Die Trainerinnen sind zertifizierte MTI(Multiprofessionelle tiergestützte Intervention)-Trainerinnen und dem Ehrenkodex des Vereins verpflichtet:
Ehrenkodex Verein MTI - Umgang mit Mensch und Tier (Auszüge)
- Förderung einer positiven Entwicklung, Erlernen der Hundesprache:
Die MTI-TeilnehmerInnen werden geschult, Hunde besser verstehen zu lernen, um implizit die soziale und emotionale Kompetenz und eine generell positive Entwicklung zu fördern.
- Realistische Einschätzung der Fähigkeiten und Grenzen:
Jede/r aktive MTI-TrainerIn kann die Fähigkeiten und Grenzen der MTI-TeilnehmerInnen und vor allem des MTI-Hundes realistisch einschätzen, und wenn nötig ein Training vorzeitig abbrechen.
- Gesundheitszustand der Hunde:
Aktive MTI-Hunde müssen während des Trainings schmerzfrei sein und dürfen bei etwaigen Krankheiten nur nach Absprache eines Tierarztes und des MTI Vorstands im Training eingesetzt werden. Gesundheitskontrollen für aktive MTI-Hunde haben halbjährlich zu erfolgen.
- Tierschutzgerechte Haltung der Hunde:
Dies inkludiert ständigen Zugang zu einer Vertrauensperson (Hundehalter oder kurzfristige weitere enge Bezugspersonen), regelmäßigen Freilauf in Grünzonen, Sozialkontakt zu Artgenossen, qualitativ hochwertige Ernährung, regelmäßige Gesundheitskontrollen.
- Supervision:
Sowohl aktive MTI-TrainerInnen als auch aktive MTI-Hunde müssen sich in regelmäßigen Abständen in Supervision begeben.
- Weiterbildung:
Jedes MTI-Mitglied verpflichtet sich zu mindestens 30 Stunden Weiterbildung im Jahr. Diese Weiterbildungen können im psychologischen, biologischen, medizinischen und Hundeverhaltenstrainer Bereich absolviert werden.
- Vertraulichkeit:
Sowohl während der Vor- und Nacharbeit, als auch während des MTI-Trainings selbst, werden die Privatsphäre der MTI-TeilnehmerInnen, sowie der Wunsch nach Vertraulichkeit, stets geachtet.
- Wohlergehen aller Beteiligten:
Das Hauptaugenmerk jedes MTI-Mitglieds liegt auf dem Wohlergehen aller Hunde, sowie aller TeilnehmerInnen eines MTI-Trainings.
- Freiwilligkeit aller Beteiligten:
Das Training erfolgt ausnahmslos immer freiwillig auf Seiten aller Beteiligten. Es ist darauf zu achten, dass der Kontakt nur auf beidseitigem Wunsch und Einverständnis erfolgt, sowohl auf Seiten des/r TeilnehmerIn, als auch auf Seiten des Hundes.

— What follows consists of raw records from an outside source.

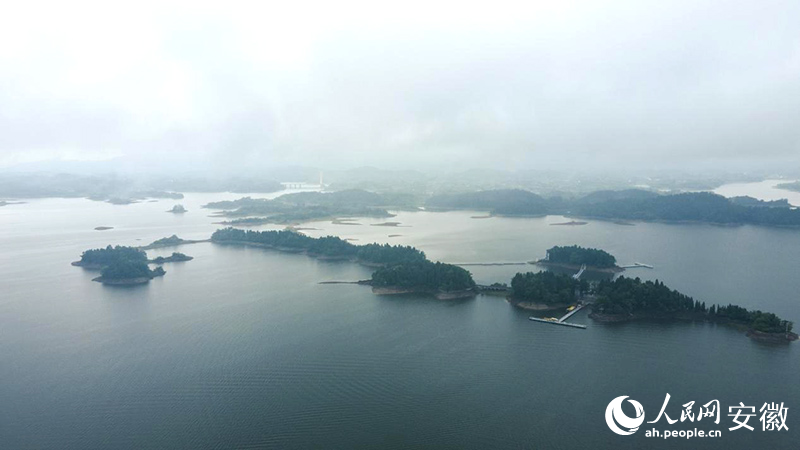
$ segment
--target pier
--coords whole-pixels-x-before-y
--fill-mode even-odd
[[[581,265],[581,270],[579,270],[578,273],[573,275],[572,278],[574,278],[576,280],[580,280],[581,279],[581,275],[583,275],[583,272],[585,272],[585,271],[586,271],[586,264],[583,264],[583,265]]]
[[[586,329],[586,325],[580,325],[580,324],[577,324],[577,323],[565,322],[565,320],[567,320],[570,317],[572,317],[573,314],[575,314],[576,312],[578,312],[581,309],[583,309],[584,306],[586,306],[586,305],[583,304],[583,303],[579,304],[578,306],[575,307],[575,309],[573,309],[572,311],[564,314],[560,319],[555,319],[555,320],[554,319],[550,319],[550,320],[548,320],[548,319],[540,319],[538,317],[531,316],[531,317],[528,317],[528,320],[533,320],[534,322],[551,323],[553,325],[563,325],[565,327],[580,328],[582,330],[585,330]]]

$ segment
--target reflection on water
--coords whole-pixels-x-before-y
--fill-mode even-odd
[[[363,286],[319,284],[366,278],[362,266],[210,243],[182,247],[195,259],[168,264],[166,276],[135,289],[109,289],[69,265],[110,243],[207,238],[218,219],[200,205],[238,197],[190,194],[184,215],[164,212],[172,201],[0,208],[4,448],[670,448],[638,433],[614,435],[603,418],[612,398],[629,395],[650,420],[667,392],[672,417],[693,400],[790,408],[789,432],[724,430],[720,439],[685,443],[692,448],[797,441],[800,344],[766,346],[700,323],[597,324],[583,311],[570,321],[586,330],[555,327],[530,322],[497,296],[379,297]],[[800,319],[793,230],[555,227],[566,219],[476,215],[399,212],[392,220],[407,226],[402,233],[368,226],[382,219],[321,221],[306,232],[414,245],[448,262],[524,262],[553,245],[599,247],[622,264],[655,267],[625,275],[661,279],[706,303]],[[469,270],[491,283],[538,268]],[[727,423],[723,416],[720,428]]]

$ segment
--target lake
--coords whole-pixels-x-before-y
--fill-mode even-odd
[[[736,194],[739,195],[739,194]],[[83,250],[204,239],[219,218],[200,205],[242,194],[187,194],[110,205],[42,199],[0,208],[2,448],[797,448],[800,344],[765,345],[703,323],[528,320],[502,297],[381,297],[352,263],[201,243],[145,286],[92,282]],[[255,195],[254,195],[255,196]],[[262,195],[263,197],[263,195]],[[184,215],[165,211],[175,203]],[[605,249],[626,276],[659,279],[706,303],[800,321],[800,231],[754,226],[632,226],[569,219],[476,219],[482,212],[398,212],[399,227],[329,221],[312,236],[413,245],[451,263],[525,262],[553,245]],[[97,226],[113,226],[95,231]],[[276,229],[276,227],[256,227]],[[389,235],[400,235],[389,237]],[[479,283],[533,265],[468,266]],[[653,420],[718,399],[719,425],[645,424],[612,433],[604,413],[628,395]],[[728,431],[728,406],[789,407],[789,431]],[[695,406],[697,410],[697,406]],[[662,440],[644,429],[720,429]]]

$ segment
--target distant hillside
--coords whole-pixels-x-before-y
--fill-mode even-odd
[[[710,192],[662,195],[640,200],[609,200],[581,205],[574,212],[608,219],[800,226],[800,210],[743,206]]]
[[[591,205],[610,200],[647,200],[659,194],[644,189],[624,189],[621,191],[595,191],[575,201],[579,205]]]
[[[349,189],[330,193],[298,192],[269,200],[244,197],[204,206],[224,210],[226,217],[257,217],[252,223],[292,223],[333,217],[389,217],[386,199],[373,192]],[[232,222],[231,224],[244,224]]]
[[[426,203],[438,209],[476,209],[499,215],[566,214],[609,220],[705,222],[800,226],[800,209],[785,200],[725,198],[711,192],[660,195],[627,189],[597,191],[575,200],[545,199],[524,190],[491,190],[438,195]]]
[[[550,202],[533,192],[521,189],[498,189],[431,197],[426,206],[438,209],[488,210],[503,215],[542,215],[550,211]]]
[[[791,208],[789,200],[782,198],[780,200],[759,200],[753,197],[732,197],[731,202],[741,206],[751,206],[757,208]]]

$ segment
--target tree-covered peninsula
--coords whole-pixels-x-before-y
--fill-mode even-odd
[[[218,244],[254,245],[280,251],[302,252],[321,259],[349,260],[378,267],[370,284],[379,294],[429,293],[439,298],[474,295],[470,273],[451,264],[434,263],[422,251],[401,245],[351,244],[336,236],[313,238],[289,230],[217,230]]]
[[[81,259],[72,263],[87,269],[100,270],[100,276],[93,281],[103,284],[141,284],[162,276],[166,272],[162,267],[150,269],[147,254],[138,248],[125,246],[108,246],[86,250]]]
[[[517,273],[511,280],[509,301],[526,309],[561,309],[584,301],[592,304],[589,314],[599,322],[642,319],[699,320],[730,324],[754,339],[786,342],[797,340],[794,324],[769,312],[751,311],[737,305],[706,306],[663,282],[618,277],[591,285],[569,275],[549,271]]]
[[[605,250],[570,245],[550,248],[547,250],[547,256],[539,263],[566,267],[580,267],[586,264],[593,269],[612,269],[617,267],[617,258]]]
[[[773,313],[750,311],[736,305],[711,305],[665,286],[663,282],[618,277],[600,281],[590,317],[609,322],[647,318],[706,320],[744,327],[761,340],[796,340],[794,324]]]

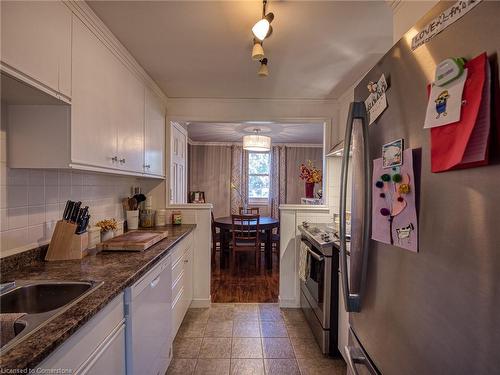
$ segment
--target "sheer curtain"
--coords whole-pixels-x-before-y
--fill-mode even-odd
[[[248,203],[248,151],[243,146],[231,146],[231,214],[238,214]]]
[[[273,146],[271,150],[271,189],[269,196],[271,216],[279,218],[279,206],[286,203],[286,147]]]

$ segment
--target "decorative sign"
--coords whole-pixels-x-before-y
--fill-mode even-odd
[[[365,107],[370,117],[369,125],[371,125],[387,108],[387,98],[385,96],[387,82],[385,76],[382,74],[377,83],[370,82],[368,91],[370,96],[365,100]]]
[[[469,10],[479,4],[481,0],[459,0],[451,7],[442,12],[439,16],[429,22],[411,40],[411,49],[414,51],[424,45],[441,31],[446,29],[455,21],[462,18]]]

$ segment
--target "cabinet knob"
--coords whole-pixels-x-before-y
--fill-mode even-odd
[[[111,161],[114,163],[114,162],[117,162],[118,161],[118,156],[113,156],[111,158]]]
[[[151,165],[150,164],[144,164],[144,168],[149,169],[149,168],[151,168]]]
[[[120,163],[125,164],[125,158],[120,159]]]
[[[184,263],[188,263],[188,262],[189,262],[189,259],[185,259],[185,260],[184,260]]]

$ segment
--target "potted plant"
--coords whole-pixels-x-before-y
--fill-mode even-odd
[[[314,184],[319,184],[322,180],[321,169],[314,166],[311,160],[300,165],[300,178],[306,183],[306,198],[314,198]]]
[[[118,229],[118,223],[115,219],[105,219],[98,221],[96,227],[101,228],[101,242],[110,240],[114,237],[114,231]]]

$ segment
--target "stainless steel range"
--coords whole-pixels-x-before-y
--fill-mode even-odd
[[[300,305],[323,354],[339,356],[338,238],[326,224],[299,226],[301,239]],[[305,262],[305,263],[304,263]]]

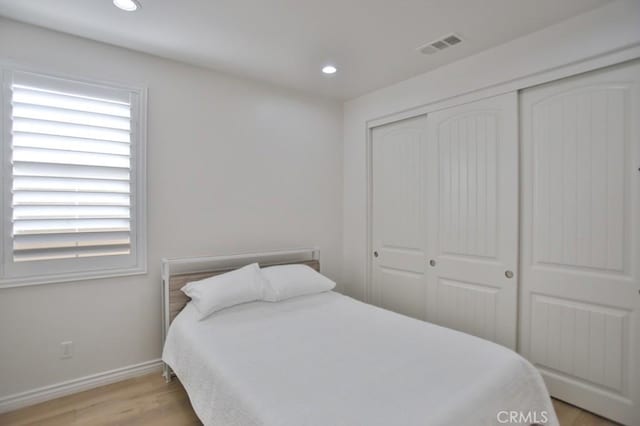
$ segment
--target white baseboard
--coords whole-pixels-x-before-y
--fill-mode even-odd
[[[17,410],[28,405],[48,401],[65,395],[81,392],[88,389],[97,388],[122,380],[153,373],[162,369],[162,361],[154,359],[141,362],[140,364],[129,365],[103,373],[92,374],[90,376],[73,379],[55,385],[44,386],[26,392],[0,398],[0,413]]]

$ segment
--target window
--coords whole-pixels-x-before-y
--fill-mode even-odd
[[[144,91],[3,81],[0,285],[146,272]]]

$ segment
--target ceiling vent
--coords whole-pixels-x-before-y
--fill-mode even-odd
[[[417,50],[424,53],[425,55],[433,55],[434,53],[438,53],[441,50],[447,49],[451,46],[455,46],[462,42],[462,38],[457,34],[449,34],[444,37],[439,38],[438,40],[431,41],[424,46],[418,47]]]

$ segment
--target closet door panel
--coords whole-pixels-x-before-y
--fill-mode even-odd
[[[496,258],[498,120],[497,112],[471,112],[435,131],[442,253]]]
[[[640,424],[640,66],[521,97],[521,352],[552,395]]]
[[[517,96],[436,111],[428,127],[427,319],[515,349]]]
[[[424,319],[426,117],[372,130],[372,299]]]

- Positiver und respektvoller Umgang:
Ein positiver Umgang mit allen Hunden und MTI-TeilnehmerInnen ist Voraussetzung für jegliches MTI-Training. Es wird außerdem ein positiver und respektvoller Umgang mit den Institutionen, an denen das Training stattfindet, gepflegt. Alle beteiligten Personen (Institutionsleiter, Betreuer, Lehrer, Eltern, Teilnehmer,...) müssen mit dem Training einverstanden sein.
- Rücksichtnahme:
Es muss während des MTI-Trainings auf das Leben aller anderen Lebewesen Rücksicht genommen werden und es dürfen keine Menschen oder Tiere durch Fahrlässigkeit zu Schaden kommen.
- Positive Methoden:
In der Handhabung von Hunden (sowohl privat als auch beruflich) und im Training werden nur positive Methoden eingesetzt und/oder empfohlen. Methoden, die dem Hund Schmerzen oder Angst bereiten bzw. die Aggression fördernd sind strengstens untersagt (z.B. Leinenruck, Schläge/Tritte, Stachelhalsbänder, etc.).
- Offenheit:
Jede/r MTI-TrainerIn strebt danach, immer offen zu sein bezüglich neuer positiver Trainingsmethoden, Techniken und Hilfsmittel.